Is Florida’s Elder Abuse Watchdog Group Under Attack by Industry Insiders?

Established in the 1960s to protect residents from nursing home abuse and assisted living facility neglect, Florida’s elder care ombudsman program seems to be falling apart. With politics encroaching on its goals, many of the program’s veterans are either resigning or being fired by Jim Crochet, the new Chief Ombudsman suggested by nursing home and assisted living facility owners. Crochet is at odds with many of the program’s volunteers who argue he is attempting to reduce their effectiveness.

The Miami Herald reports Crochet denies allegations of firings and resignations and insists the program has more volunteers than ever before. In spite of the denials by Crochet, many volunteers have resigned stating they feel they are no longer respected and cannot do their jobs. One of the reasons volunteers feel they can no longer do their jobs involves policy changes implemented by Crochet. For example, one of the policy changes limits volunteers to interviewing residents rather than observing general facility conditions. This new policy does not seem to make much sense to the volunteers because many long term care residents are not capable of expressing what happened to them. Without the observations of the volunteers, there may be little if any proof of wrongdoing.
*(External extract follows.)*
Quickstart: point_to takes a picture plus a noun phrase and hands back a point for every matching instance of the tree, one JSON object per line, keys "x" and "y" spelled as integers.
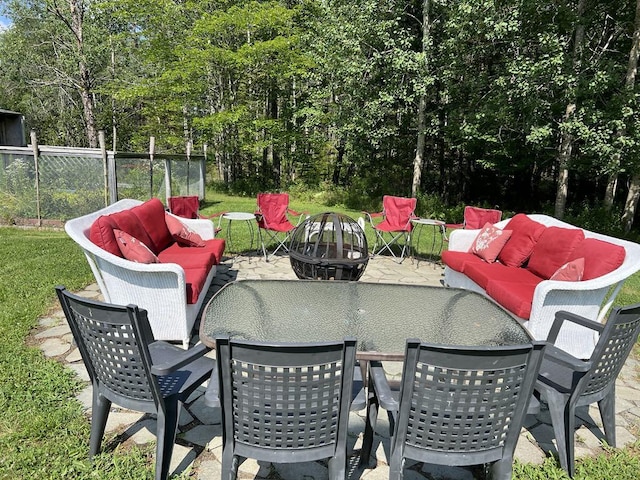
{"x": 55, "y": 61}
{"x": 633, "y": 195}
Industry experts, lawmakers and even the state’s long term care regulating organization the Agency for Health Care Administration (AHCA), all seem to be campaigning against the ombudsman program. Lawmakers have been chiseling away at the ombudsman program for quite some time. Six months ago they discussed eliminating the group’s yearly inspections of nursing homes and assisted living facilities despite volunteers uncovering a record number of nursing home neglect and assisted living facility abuse cases throughout Florida.

Governor Scott has convened a task force to determine how to address the growing number of assisted living facility neglect cases recently uncovered. It seems counter intuitive that the government seems to be looking for a new solution to the problem while systematically dismantling the existing program that helped uncover the problem.